You walk it up to: shape (workflow), constraints (audit / scale / cost / HITL), stack (Trigger.dev + Postgres events + Slack+email + Sentry), spikes (2 days for HITL signal, 1 day for delivery SLO), NFR (30s p95 delivery at 100/10min), TL;DR + ADR for the workflow-engine choice.
Series-Seed AI customer-support startup. The CEO DMs: "Customers complain that the bot gives wrong pricing answers..."
You walk the same ladder, but the answers are entirely different: shape (RAG), constraints (hallucination / freshness / latency / cost / citations / PII), stack (pgvector + OpenAI 3-large + Claude Sonnet + structural+hybrid+rerank chunking + LiteLLM + Langfuse), spikes (3 days for chunking lift, 2 days for nightly eval pipeline), NFR (≥98% on golden set + <3s p95 + $0.05/answer), TL;DR + ADR for the chunking/retrieval choice.
The AI-specific coaching catches anti-patterns that bite real teams: jumping to "let's swap LLMs" before diagnosing the failure mode (80% of RAG failures are retrieval, not generation), shipping naive 500-token chunks, skipping evals, picking Voyage embeddings for general-domain content where OpenAI 3-large is cheaper at parity.
Workflow shape (Stride): Trigger.dev · Inngest · Temporal · DIY Postgres+cron; Postgres-events · DynamoDB+Streams · Kafka; email-only · Slack+email pluggable · all-channels; logs-only · Sentry+Grafana/Datadog · Honeycomb/OTel.
RAG shape (Ember):
- Retrieval: pgvector · Pinecone · Qdrant · Weaviate
- Embedding: OpenAI text-embedding-3-large · Voyage voyage-3-large · Google text-embedding-005 · BGE-M3 self-hosted
- LLM: Claude Sonnet 4.6 · GPT-5.x · tiered routing · open-weight via vLLM
- Chunking: naive 500-token · structural · structural+hybrid+rerank
- Gateway: direct SDKs · LiteLLM · Portkey · OpenRouter
- Evals: eyeball · Langfuse · Braintrust · Arize Phoenix
Each option carries "fits when / fails when / cost / risk" — so picking is a thinking exercise, not a memory test.

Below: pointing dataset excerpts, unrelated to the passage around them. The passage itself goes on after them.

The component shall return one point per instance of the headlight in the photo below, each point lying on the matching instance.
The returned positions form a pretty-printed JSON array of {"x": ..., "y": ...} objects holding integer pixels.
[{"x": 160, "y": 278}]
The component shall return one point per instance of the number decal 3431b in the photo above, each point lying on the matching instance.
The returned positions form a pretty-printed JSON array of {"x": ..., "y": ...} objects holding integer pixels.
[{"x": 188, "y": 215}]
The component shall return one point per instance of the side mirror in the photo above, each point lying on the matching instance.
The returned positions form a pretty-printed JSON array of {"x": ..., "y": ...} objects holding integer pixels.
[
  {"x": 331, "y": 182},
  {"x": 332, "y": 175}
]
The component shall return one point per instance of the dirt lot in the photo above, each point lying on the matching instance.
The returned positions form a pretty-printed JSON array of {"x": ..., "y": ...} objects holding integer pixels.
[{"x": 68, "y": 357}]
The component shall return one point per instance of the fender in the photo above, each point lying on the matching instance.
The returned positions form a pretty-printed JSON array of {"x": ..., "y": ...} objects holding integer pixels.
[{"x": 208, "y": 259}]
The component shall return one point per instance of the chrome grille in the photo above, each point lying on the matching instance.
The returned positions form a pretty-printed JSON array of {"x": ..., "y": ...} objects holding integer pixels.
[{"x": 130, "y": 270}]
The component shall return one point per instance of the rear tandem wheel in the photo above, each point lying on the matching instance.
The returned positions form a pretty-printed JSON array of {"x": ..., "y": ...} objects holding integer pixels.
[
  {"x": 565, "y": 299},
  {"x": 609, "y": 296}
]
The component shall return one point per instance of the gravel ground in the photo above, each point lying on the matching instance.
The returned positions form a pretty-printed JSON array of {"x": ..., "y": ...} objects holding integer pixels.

The lab puts the onus on the learner. It scaffolds the structure of an answer (fields, dropdowns, drag-and-drop) but you bring the judgment. Empty text boxes are drop-off traps; per-layer pickers and bucketed prompts keep you moving while making you think.
On submit, the evaluator returns hints at two severity levels:
- MUST — blocks pass. You retry.
- TIP — soft suggestion. You can still pass but you'll know what to improve.
The reveal panels (Lab mode only) show three things:
- Model answer vs. your final attempt
- Sensitivity — what would change my picks if a constraint changed
- Wrong-but-common alternatives with the failure mode named
Persistence is in localStorage; reset wipes the session.